DATA PROTECTION – RIGHT OR LUXURY, OBLIGATION OR BURDEN

The right to privacy and the right to protection of personal data are basic human rights. In the legal world, it is impossible for the protection of a human right to become a privilege only for those who can afford it. However, in today’s world we are faced with many situations where it is difficult to observe sufficiently adequately whether our rights are not violated. Often this depends on our ability to allocate a resource for it – time, knowledge, money. When technology and devices monitor us around the clock, and the digital services we rely on require a great deal of personal data to function, anonymity becomes impossible.
What happens when data privacy becomes a luxury only the rich can afford?

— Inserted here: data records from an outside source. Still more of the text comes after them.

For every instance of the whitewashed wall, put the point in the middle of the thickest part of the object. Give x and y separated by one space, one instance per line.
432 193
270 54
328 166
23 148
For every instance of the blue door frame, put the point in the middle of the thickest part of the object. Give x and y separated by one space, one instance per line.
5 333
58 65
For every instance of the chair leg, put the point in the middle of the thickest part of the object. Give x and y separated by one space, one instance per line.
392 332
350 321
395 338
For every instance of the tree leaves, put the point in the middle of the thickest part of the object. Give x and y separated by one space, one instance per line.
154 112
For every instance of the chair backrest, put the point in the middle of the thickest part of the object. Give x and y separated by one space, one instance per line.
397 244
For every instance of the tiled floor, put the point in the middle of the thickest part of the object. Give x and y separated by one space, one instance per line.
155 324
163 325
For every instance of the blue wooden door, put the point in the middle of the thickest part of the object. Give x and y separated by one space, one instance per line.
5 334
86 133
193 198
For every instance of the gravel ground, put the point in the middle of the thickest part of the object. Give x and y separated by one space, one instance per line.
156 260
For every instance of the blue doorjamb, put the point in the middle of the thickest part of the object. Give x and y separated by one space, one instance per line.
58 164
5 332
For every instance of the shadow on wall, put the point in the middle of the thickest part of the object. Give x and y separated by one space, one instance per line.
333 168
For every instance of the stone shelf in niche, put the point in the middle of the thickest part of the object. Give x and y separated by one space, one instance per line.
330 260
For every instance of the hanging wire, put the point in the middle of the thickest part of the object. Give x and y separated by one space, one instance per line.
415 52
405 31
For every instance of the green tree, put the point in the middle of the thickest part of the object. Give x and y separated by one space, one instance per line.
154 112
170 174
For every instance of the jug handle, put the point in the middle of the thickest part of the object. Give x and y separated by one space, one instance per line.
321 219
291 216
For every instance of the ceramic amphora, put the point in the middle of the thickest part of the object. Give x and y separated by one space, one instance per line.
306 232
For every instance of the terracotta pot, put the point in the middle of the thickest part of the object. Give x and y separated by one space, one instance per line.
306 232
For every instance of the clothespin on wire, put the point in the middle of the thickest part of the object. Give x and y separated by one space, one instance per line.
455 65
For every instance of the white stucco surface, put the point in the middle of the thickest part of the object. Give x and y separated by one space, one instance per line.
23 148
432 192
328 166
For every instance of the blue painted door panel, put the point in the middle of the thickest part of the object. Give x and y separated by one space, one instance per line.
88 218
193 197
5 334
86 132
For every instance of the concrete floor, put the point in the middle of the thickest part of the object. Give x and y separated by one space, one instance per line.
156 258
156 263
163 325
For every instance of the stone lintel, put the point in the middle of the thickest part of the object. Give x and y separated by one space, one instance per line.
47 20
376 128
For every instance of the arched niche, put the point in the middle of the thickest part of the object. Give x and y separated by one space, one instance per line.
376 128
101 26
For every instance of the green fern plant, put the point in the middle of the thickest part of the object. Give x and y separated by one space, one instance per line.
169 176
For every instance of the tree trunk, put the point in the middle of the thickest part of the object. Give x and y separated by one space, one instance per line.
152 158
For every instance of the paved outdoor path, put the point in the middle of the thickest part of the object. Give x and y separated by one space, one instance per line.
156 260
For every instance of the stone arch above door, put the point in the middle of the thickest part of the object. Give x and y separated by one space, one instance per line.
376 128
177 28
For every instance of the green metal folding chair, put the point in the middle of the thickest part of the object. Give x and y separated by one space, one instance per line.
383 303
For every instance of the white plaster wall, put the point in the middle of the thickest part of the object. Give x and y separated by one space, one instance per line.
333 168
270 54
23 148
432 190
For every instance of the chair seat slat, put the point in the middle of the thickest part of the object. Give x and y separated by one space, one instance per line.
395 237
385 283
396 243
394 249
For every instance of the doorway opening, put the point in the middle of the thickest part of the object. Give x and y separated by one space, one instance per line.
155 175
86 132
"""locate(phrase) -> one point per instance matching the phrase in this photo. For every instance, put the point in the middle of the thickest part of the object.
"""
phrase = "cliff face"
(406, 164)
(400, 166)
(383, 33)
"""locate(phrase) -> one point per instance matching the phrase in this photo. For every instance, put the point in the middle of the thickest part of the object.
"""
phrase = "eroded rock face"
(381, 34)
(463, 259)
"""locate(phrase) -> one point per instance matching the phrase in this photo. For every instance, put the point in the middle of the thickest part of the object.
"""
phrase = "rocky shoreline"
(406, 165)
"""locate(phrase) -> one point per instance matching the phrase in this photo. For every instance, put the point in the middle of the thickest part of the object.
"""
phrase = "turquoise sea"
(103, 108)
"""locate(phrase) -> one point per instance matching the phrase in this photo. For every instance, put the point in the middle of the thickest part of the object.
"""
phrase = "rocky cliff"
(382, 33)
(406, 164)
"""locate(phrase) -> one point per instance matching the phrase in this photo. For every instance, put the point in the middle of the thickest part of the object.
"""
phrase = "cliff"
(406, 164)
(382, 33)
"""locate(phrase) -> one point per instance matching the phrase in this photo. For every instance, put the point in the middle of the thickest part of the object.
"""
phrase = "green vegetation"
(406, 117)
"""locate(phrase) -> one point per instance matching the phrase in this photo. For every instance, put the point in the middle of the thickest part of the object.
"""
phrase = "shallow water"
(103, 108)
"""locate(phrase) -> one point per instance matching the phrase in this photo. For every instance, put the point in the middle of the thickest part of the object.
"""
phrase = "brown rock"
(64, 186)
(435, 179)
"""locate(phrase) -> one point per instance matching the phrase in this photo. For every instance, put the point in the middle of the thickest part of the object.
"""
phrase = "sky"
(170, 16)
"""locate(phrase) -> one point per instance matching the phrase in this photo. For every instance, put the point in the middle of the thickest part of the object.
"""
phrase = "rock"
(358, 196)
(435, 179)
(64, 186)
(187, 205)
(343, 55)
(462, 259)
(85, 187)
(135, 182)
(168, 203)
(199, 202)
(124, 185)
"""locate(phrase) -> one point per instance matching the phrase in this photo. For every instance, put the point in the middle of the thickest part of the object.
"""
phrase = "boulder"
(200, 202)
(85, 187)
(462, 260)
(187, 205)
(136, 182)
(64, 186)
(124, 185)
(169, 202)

Data is perhaps one of the most valuable assets in today’s world. They are a critical factor determining the mergers and acquisitions of many technology companies. Consider Google. The acquisition of FitBit increases its data portfolio to include health information for hundreds of thousands of people worldwide. The goal is a competitive advantage over the Apple Watch and Samsung.

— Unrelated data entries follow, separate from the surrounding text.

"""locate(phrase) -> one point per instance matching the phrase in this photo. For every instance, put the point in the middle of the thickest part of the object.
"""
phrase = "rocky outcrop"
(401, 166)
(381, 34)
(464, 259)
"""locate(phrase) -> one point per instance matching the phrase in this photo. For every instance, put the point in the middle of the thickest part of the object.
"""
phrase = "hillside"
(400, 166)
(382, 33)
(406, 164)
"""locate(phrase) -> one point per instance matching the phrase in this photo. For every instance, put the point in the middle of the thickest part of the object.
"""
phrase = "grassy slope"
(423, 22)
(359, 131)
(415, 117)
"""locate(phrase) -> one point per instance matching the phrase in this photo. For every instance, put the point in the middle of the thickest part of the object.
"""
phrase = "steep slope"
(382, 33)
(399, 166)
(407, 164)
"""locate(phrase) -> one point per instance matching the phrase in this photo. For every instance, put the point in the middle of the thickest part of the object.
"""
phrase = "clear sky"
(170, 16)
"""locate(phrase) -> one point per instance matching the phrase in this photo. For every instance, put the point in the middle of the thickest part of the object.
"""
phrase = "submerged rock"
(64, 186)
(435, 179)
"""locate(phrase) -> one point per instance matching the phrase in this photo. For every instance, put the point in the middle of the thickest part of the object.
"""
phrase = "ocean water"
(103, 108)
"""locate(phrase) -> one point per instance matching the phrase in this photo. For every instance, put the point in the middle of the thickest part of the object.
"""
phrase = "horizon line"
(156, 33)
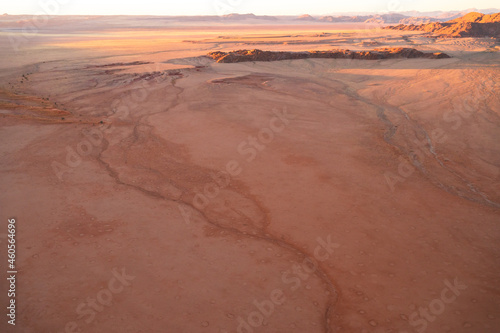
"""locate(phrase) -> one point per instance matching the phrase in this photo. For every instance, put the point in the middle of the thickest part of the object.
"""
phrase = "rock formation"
(471, 25)
(376, 54)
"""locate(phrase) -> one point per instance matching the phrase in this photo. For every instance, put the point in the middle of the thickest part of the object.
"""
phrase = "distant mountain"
(306, 17)
(477, 18)
(386, 18)
(470, 25)
(419, 20)
(239, 17)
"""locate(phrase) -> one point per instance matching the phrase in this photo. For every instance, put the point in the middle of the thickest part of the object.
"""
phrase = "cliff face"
(376, 54)
(470, 25)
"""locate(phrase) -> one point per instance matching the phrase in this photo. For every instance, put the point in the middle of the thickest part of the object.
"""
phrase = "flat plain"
(314, 195)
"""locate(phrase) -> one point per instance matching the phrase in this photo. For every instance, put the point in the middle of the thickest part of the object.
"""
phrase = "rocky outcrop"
(470, 25)
(376, 54)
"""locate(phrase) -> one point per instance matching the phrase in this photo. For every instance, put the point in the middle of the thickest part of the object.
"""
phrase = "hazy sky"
(218, 7)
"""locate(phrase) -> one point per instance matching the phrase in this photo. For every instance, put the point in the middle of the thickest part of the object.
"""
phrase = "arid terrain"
(157, 190)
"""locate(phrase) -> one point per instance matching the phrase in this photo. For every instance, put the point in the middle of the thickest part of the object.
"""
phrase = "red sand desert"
(156, 190)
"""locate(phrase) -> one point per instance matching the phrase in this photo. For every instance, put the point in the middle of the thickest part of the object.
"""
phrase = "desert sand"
(156, 190)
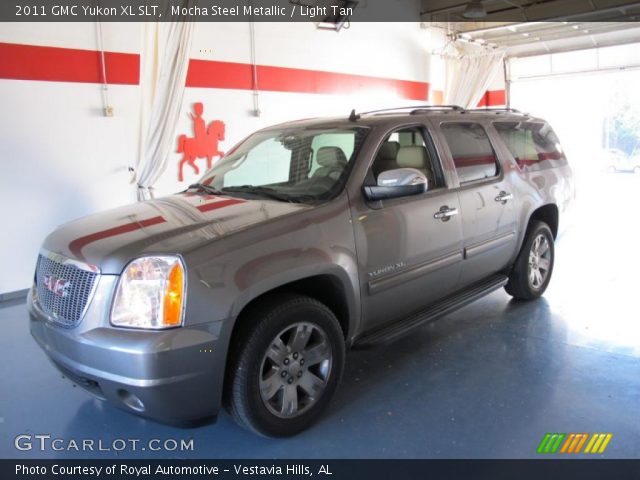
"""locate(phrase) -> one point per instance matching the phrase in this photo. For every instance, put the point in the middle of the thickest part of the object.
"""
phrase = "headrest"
(331, 157)
(389, 150)
(412, 156)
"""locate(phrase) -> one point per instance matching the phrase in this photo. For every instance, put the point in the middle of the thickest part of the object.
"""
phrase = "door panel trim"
(482, 247)
(411, 273)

This is a modest addition to all the other data about what users are searching for, where they live, where they work, their travel patterns, interests and much more.

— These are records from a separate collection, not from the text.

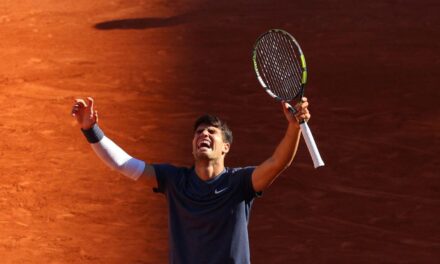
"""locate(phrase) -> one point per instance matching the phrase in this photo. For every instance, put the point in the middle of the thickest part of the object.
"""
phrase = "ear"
(226, 148)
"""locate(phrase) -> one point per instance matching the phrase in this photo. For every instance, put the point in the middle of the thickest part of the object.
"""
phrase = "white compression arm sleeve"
(117, 159)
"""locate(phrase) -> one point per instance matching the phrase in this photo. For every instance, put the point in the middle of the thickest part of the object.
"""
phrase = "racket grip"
(311, 145)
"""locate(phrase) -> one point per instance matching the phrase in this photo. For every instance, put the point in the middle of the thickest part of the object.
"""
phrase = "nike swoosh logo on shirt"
(221, 190)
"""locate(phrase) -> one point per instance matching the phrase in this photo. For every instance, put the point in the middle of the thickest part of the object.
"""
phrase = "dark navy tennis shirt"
(207, 219)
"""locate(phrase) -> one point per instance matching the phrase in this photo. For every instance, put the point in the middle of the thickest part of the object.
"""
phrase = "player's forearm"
(286, 149)
(112, 155)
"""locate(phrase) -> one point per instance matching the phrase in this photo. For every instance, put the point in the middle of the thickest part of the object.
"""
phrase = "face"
(208, 143)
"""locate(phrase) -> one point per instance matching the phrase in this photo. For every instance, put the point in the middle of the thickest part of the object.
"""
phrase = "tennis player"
(209, 204)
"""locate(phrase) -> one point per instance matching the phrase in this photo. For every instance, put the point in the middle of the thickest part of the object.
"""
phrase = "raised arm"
(110, 153)
(268, 171)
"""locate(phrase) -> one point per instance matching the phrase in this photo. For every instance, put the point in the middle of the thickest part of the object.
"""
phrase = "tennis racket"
(280, 66)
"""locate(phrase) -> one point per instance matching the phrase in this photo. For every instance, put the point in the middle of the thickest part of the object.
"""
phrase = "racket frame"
(305, 130)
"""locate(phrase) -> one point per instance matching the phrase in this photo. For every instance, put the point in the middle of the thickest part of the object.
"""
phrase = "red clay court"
(154, 66)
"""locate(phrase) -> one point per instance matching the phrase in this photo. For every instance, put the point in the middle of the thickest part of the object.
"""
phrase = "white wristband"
(117, 159)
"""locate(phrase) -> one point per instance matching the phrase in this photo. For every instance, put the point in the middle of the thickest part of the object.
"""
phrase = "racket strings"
(279, 63)
(277, 74)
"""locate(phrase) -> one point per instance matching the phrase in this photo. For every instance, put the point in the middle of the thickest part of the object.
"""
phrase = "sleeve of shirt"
(164, 174)
(246, 181)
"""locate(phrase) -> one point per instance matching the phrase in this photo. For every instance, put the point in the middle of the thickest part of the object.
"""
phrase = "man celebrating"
(209, 204)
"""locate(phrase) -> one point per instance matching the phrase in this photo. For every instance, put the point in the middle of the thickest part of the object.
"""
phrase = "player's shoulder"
(240, 170)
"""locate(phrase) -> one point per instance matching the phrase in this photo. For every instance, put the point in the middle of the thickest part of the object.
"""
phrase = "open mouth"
(204, 144)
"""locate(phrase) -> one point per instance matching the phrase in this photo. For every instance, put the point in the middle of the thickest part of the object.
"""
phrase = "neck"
(207, 170)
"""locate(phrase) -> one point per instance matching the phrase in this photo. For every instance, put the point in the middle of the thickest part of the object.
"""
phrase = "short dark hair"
(215, 121)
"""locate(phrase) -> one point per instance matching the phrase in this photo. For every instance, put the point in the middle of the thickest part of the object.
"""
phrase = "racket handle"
(311, 145)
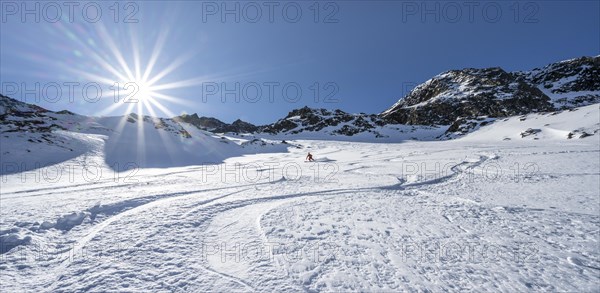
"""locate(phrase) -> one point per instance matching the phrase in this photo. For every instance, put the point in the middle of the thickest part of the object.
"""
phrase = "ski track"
(223, 201)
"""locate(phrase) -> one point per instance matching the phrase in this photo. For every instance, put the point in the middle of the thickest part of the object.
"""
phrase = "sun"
(144, 90)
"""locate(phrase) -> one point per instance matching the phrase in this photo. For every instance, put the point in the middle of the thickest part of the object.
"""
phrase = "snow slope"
(473, 214)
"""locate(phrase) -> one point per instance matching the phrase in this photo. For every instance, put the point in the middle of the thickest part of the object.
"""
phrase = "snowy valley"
(477, 180)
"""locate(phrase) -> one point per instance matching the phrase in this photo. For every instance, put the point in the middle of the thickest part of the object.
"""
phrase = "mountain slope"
(33, 137)
(493, 92)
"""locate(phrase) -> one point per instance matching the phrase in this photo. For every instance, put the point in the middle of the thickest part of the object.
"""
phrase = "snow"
(479, 213)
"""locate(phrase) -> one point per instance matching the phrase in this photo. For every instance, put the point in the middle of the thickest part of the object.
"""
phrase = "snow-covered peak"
(493, 92)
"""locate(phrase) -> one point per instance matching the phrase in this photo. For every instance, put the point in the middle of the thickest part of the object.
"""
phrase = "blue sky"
(358, 56)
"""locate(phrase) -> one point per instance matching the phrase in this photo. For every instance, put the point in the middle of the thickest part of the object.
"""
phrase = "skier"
(309, 157)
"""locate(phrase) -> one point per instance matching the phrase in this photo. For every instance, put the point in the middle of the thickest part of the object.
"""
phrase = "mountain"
(456, 95)
(215, 125)
(450, 105)
(34, 137)
(568, 84)
(307, 119)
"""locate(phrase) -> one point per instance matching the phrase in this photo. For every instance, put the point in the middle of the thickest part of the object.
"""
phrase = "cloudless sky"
(362, 56)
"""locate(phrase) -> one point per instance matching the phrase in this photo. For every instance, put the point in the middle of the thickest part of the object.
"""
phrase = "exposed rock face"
(216, 125)
(204, 123)
(570, 83)
(335, 122)
(493, 92)
(468, 93)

Have you ever used public Wi-Fi? Then at the very least, you’ve provided your phone’s IP address and location data, in addition to other contact and personal information. What’s more, with Internet of Things devices increasingly inhabiting homes and capturing data, the idea of privacy is becoming wishful thinking.

Where does all this information go? One obvious answer is ads. For example, if you have searched for an item on obuvki.bg and have not yet purchased it, it is very likely that you will see ads for those products that you have viewed on other websites you visit. Microtargeting of ads is only possible thanks to the vast amount of data we have voluntarily provided.

And here again the question of the right to choose in the provision of data and the possibility to really exercise it arises. Today, there are more and more companies whose main business is protecting your identity online, such as VPNs, services that encrypt data in the cloud, and subscriptions that provide you with randomized email addresses and contact numbers to access websites without indicate real details.

But many of these services come at a price. Literally.

The protection of personal data as a right has its counterpoint with the clear formulation of the obligation of administrators and processors of personal data. An obligation that arises regardless of the basis and reason for it, regardless of the field of activity in which the administrator operates, regardless of the number of his employees or his turnover. However, here again the question arises of the means that the administrator must invest in order to implement the technical and administrative measures for data protection. Whether it will use the available resource by reorganizing the activities for certain employees or rely on an external service, for which it will enter into a separate contract; whether he will invest in training his employees – it all depends on financial means and/or time he will spend. And time, as we all know, is money. The need to be fair and to comply with the requirements of data protection legislation is indisputable. This will save us not only fines, but also build trust among our customers, users of our services, employees and partners. And trust is priceless.
Personal data comes at a price. Who pays the bill in the end and how salty it will be is a matter of choice.